In 2014, a staffer for the liberal Maine People’s Alliance unearthed letters from Lockman to Maine newspapers from the 1980s and 1990s. One asked why rape should be illegal if abortion is not. Another blamed the AIDS epidemic on progressives who he said labeled “sodomy” as “a legitimate alternative lifestyle, rather than a perverted and depraved crime against humanity.”

He signaled “regret” for some of those statements in 2014, but he has ramped up his rhetoric after easily winning his last three races. In 2018, Lockman sent an email on behalf of a group he runs arguing against a bill to set up an “Office of New Mainers,” saying there was too much at stake to let identity politics and the Left’s War on Whites rule the day.”
On Tuesday, Lockman and LePage demurred on a question about why they found fault with Rosen, with Lockman saying there will be “plenty of time to highlight the differences” between them. Senate Republicans endorsed Rosen in a Tuesday statement, with Senate Minority Leader Dana Dow of Waldoboro saying she has “established herself as a leader.”
Rosen said she thinks opposition from Lockman and LePage is rooted in 2017 budget strife, where Senate Republicans warred with LePage ahead of a state government shutdown. She said she is confident in her record, will run a “positive campaign” and expressed confidence that Republicans would “vote for the person, not the LePage kind” of negative politics.

The former governor gave Senate Republicans headaches by playing primary politics in 2016, when he backed conservative challengers to one incumbent state senator and two other candidates preferred by the Thibodeau-led campaign. Two of those LePage-backed candidates won their primaries, but then lost to Democrats who still hold the seats.

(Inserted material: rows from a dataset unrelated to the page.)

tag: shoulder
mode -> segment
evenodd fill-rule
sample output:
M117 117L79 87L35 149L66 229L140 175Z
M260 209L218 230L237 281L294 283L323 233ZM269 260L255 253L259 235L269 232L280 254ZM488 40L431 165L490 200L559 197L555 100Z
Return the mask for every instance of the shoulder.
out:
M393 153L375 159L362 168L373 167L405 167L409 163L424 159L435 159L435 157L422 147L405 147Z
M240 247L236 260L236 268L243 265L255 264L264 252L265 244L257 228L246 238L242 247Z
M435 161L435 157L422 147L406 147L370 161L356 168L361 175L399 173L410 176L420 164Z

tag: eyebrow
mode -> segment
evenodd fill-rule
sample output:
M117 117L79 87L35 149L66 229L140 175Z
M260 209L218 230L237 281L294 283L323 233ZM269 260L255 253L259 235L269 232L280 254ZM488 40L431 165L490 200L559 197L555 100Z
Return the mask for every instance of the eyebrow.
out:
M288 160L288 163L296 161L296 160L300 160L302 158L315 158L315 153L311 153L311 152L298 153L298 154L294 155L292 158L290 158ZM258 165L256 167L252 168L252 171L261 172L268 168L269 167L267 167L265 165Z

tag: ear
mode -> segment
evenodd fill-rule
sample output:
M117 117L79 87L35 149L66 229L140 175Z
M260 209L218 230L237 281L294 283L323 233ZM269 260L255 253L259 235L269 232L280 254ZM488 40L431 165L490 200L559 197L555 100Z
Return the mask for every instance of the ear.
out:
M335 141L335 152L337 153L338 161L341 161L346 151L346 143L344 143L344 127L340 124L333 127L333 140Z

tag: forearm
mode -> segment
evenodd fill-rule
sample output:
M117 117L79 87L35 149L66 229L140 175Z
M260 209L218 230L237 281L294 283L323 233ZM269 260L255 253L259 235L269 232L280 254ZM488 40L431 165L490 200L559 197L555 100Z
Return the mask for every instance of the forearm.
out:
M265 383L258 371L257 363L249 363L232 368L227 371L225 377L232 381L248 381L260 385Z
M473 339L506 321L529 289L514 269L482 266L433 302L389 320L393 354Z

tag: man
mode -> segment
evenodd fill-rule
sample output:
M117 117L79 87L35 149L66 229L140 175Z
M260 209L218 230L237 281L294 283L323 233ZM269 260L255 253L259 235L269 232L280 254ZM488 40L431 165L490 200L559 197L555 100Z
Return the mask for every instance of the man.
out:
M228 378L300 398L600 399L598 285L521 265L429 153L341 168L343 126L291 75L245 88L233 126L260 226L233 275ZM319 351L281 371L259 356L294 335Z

The districts held by Rosen and Lockman have similar and healthy Republican leans, but a Senate race featuring Lockman could motivate Democrats to train money on a district where Rosen won a third term with 58 percent of votes in 2018, when Democrats stormed to control of the Legislature and Blaine House.
Lockman said he expects the Republican nominee to win, but Rosen said Democrats are likely to think the prospect of Lockman’s nomination is “awesome” in the approach to an election year.
“This changes everything for the Republicans and I feel bad about that,” she said.